I've found the following information about the Historical Metrics limitation inside the Bookshelf version 9.5.x
Note about introscope.enterprisemanager.metrics.historical.limit:
The default value of the introscope.enterprisemanager.metrics.historical.limit property is set to 1.2 million. This value can be increased to 5 million without any significant performance impact. (74765, 76890)
This info means that the EM supports 5 million instead of 1.2 million OR the value only can be increased into 5 million?
I've installed 9.7 version and each Collector have 2.5 million historical metrics and I have peaks of Smartstor Duration constantly ( >3500ms).
I'm doing the parallel investigation about the I/O but one of the problems with Smartstor duration is Metrics overload.
I need to be worry about the 2.5 million historical metrics using the 9.7 version?
All of the recommendations expect that Smartstor is on a dedicated disk with dedicated I/O and that traces folder would be in a separate location to Smartstor - however documentation does say that traces data can be collocated for a few collectors.
Without the ideal configuration, you are going to get issues with I/O contention which is probably one reason the Smartstor Duration is getting higher.
Another thing that would make Smartstor Duration higher is that the metrics that are reporting are constantly changing - and that would also explain to a certain extent how the historical metric count could get so high.
It sounds like the data is really not under control and there are one of more agents with metric explosions.
More historical data is going to make queries take longer to complete and that will then have an impact on Harvest Duration.
The 5 million is a possibility but if performance is not good at 2.5 million, I wouldn't let the value raise any higher, the value could be anywhere up to 5 million.
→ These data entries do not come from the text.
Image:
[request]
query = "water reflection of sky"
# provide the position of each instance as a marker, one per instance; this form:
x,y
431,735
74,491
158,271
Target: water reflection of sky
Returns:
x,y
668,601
Indeed it could be raised even higher than 5 million but then you can definitely expect the system to grind to a halt eventually. Some systems cope with 2.5 million historical, some can struggle at 1 million.
Apart from maybe reducing the data retention period for tier3 Smartstor, as mentioned above, it's worth reviewing agents that are reporting a lot of metrics and seeing if they can be better controlled. That is likely to help not only the Enterprise Manager but will probably help application performance as well. It also helps to increase collector heap if it isn't anywhere near 4GB.
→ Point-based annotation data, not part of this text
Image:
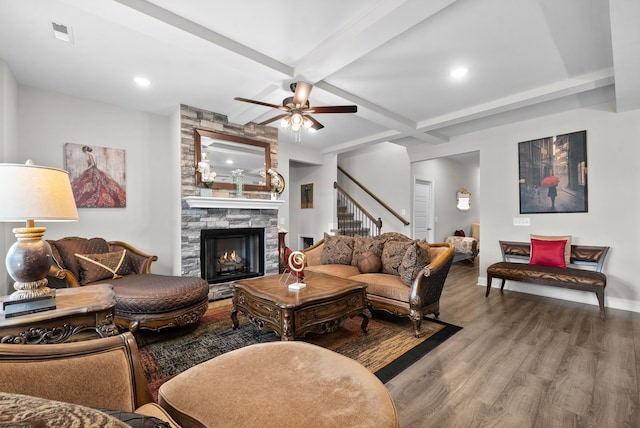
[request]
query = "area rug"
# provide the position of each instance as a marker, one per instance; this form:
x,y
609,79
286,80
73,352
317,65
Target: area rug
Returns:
x,y
388,347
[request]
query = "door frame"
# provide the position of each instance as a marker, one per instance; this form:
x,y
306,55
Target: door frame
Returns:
x,y
431,225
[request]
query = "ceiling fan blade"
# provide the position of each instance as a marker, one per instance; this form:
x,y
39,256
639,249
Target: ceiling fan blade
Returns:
x,y
332,109
316,125
301,96
273,119
260,103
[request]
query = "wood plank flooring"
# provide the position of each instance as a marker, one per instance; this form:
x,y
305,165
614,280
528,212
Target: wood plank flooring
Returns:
x,y
523,361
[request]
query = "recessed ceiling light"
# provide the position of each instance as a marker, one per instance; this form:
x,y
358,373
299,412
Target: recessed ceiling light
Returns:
x,y
142,81
62,32
459,72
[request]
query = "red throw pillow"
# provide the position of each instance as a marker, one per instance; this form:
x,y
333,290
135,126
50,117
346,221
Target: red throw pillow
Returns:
x,y
547,253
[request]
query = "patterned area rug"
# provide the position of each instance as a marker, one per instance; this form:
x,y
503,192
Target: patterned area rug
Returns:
x,y
388,348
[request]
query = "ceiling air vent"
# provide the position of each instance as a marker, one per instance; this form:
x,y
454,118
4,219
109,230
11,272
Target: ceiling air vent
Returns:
x,y
62,32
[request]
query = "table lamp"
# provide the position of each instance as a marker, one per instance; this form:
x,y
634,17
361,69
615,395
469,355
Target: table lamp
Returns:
x,y
32,193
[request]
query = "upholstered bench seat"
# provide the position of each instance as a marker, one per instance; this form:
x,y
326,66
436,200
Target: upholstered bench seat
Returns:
x,y
279,384
546,275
I would agree with David on this that you have several issues that need to be researched to find why you have smartstor duration above the 3.5 second level.
The clamp of 1.2 million is typically per agent and the default limit for metrics is 50,000 so if an agent is producing 24 times the metric generation, really good chance you have issues with metrics. Typically your historic metric load will vary in the re-periodization configuration you have set. Our settings are 15 seconds for 7 days, 60 seconds for 23 days (30 days) then 10 minutes for 60 days (90 days). This has worked pretty well and our historic metric count stays below 1.2.
We have worked with the application team to use more prepared statements that are ordered so that the "select a, b" where does not get called with "select b, a where". We have also worked with the mainframe cross enterprise agent admin to turn off metrics that were storing PID values as metadata which made the historic metric count grow very large over a month. There is also an SQL normalization within the Java/.NET agents to try to trim down the noise and provide actionable metrics.
There are several EM metrics that might be able to help with your research in this matter.
Number of Metrics
Number of Historic Metrics
Graph both over 24 hours, 7 days and 30 days and you are looking for large (50% to +100%) growth rates with the historic metrics should be in line with the number of metrics.
Historical Metric Count
Error Snapshot Events Per Interval
Transaction Tracing Events per Interval
The agent metrics would help you figure out which agent(s) to target, go after the agents reporting the largest metrics and work your way down.
On an agent, the error and transaction traces have quite a bit overhead. For error traces, you might want to triage the errors with the application development team and try to get the error events down. Transaction traces can be controlled within the agent configuration on the polling period. If you have a very high number of applications within your environment, you might want to increase the period between traces.
Your total collector capacity will be very dependent on your I/O channel to write/read from the physical storage and the amount of data (metric values, metric meta data (labels), transaction and error traces) is being stored within the 7.5 second data window.
Hope this helps,